Lockdowns, being amongst one of the most successful ways to contain COVID-19 spread, was a direct result of “The Data Science Maths” in action. Predicting the number of patients and geospatially analyzing the risk zones using Auto-Regressive Integrated Moving Average (ARIMA) model, helped the government across the globe to assess areas where strict lockdowns would be required. The SEIR model (Susceptible-Exposed-Infectious-Recovered) has been developed using inputs such as lockdowns, active cases, isolated patients, and vaccination rates. These models predicted the effective reproduction number (R0) of COVID-19 patients, helping the government to assess the effect of lockdowns to lower the active cases.
2.4 AI-driven Radiological Studies – Predicting Covid Pneumonia in advance
“Flattening the Curve” – The most heard phrase during COVID-19 peak. With the constant inflow of new COVID-19 patients, medical infrastructure and healthcare services had been severely afflicted by the new coronavirus. Not only the lack of intensive care units emerged as a problem, but to make things worse the speed of medical diagnostics also got severely affected. This is when image recognition came into action.
A deep learning neural network-based system in no time took the job of classifying normal pneumonia vs. a COVID-19 caused pneumonia. With the CT scan of the lungs, the disease progress in the body could be predicted in advance. This method not only helped in lowering COVID-19 deaths by a huge margin but also helped in proper infrastructure management and medical resource allocation, to maintain the demand in these tough times.
Fig.3 – Deep Learning to predict advanced Pneumonia. The image in LHS shows the lung scan of a COVID-19 patient. The colored images on the right highlighted potential areas where the algorithm detected pneumonia. Sources: BBC
Fig.4 – Automatic examination of Chest X-Rays at Royal Bolton Hospital, UK, using Artificial Intelligence. Sources: BBC
2.5 The COVID-19 Drug Discovery, Transportation & Data Science
The genomic sequence of the SARS-CoV-2 was made available at the earliest possible time as the pandemic progressed. With the available datasets on inhibitors and protein ligands, the prediction on the effect of drugs over the genome, their binding affinity and the action of these drugs to treat COVID-19 were modelled. These AI methodologies in genomic sequencing helped to identify the 10 more prominent potential drugs out of tons of samples. Not only did this speed up the process of testing, but also provided an immediate pathway for the vaccines under development. For effective decision making over the supply chain of vaccination, the role of GIS, Data Sciences, and Machine Learning were prominent.

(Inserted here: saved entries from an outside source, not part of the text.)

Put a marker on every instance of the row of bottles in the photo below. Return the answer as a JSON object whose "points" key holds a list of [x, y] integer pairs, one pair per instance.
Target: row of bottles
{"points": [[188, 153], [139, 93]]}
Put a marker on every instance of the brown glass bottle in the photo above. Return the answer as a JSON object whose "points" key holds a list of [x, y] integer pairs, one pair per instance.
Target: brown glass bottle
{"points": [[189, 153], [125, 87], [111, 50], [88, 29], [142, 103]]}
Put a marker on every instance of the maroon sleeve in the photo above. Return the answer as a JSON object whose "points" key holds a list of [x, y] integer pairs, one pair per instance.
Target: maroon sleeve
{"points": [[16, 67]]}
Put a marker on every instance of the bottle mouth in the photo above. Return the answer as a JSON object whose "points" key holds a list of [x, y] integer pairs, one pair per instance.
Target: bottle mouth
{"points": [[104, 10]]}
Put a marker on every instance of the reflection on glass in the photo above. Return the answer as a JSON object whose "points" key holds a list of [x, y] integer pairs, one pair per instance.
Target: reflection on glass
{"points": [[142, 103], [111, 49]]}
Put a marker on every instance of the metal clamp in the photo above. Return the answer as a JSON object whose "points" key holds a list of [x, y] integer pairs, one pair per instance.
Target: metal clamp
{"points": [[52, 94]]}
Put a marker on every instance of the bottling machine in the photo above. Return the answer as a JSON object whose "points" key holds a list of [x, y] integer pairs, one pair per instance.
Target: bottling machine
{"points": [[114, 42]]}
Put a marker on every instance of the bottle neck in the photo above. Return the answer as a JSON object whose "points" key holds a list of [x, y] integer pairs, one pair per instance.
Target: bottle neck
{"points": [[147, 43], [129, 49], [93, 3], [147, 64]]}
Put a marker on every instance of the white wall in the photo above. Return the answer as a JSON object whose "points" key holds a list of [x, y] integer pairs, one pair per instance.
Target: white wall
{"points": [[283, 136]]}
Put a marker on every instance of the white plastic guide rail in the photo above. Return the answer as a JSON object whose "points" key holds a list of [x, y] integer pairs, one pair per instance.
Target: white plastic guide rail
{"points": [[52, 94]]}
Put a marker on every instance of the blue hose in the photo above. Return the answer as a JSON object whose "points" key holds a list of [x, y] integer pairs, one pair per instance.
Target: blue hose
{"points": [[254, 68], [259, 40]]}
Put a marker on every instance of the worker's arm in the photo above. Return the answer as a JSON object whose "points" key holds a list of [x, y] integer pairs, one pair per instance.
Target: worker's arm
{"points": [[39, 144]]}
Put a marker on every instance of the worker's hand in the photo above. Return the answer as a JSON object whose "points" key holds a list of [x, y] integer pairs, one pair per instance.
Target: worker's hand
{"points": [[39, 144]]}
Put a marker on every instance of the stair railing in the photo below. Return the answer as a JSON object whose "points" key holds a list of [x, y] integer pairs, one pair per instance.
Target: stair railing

From tools to design super stable messenger RNA molecules (mRNA) for vaccine improvement to modelling COVID-19 spread, and helping governments in data-driven policy-making, the role of Data Sciences in the pandemic era has been unprecedented. Today, even with the limited amount of COVID-19 data available to be fed into data-hungry deep learning and machine learning models, the impact of the data science community has truly streamlined the way we are tackling COVID-19.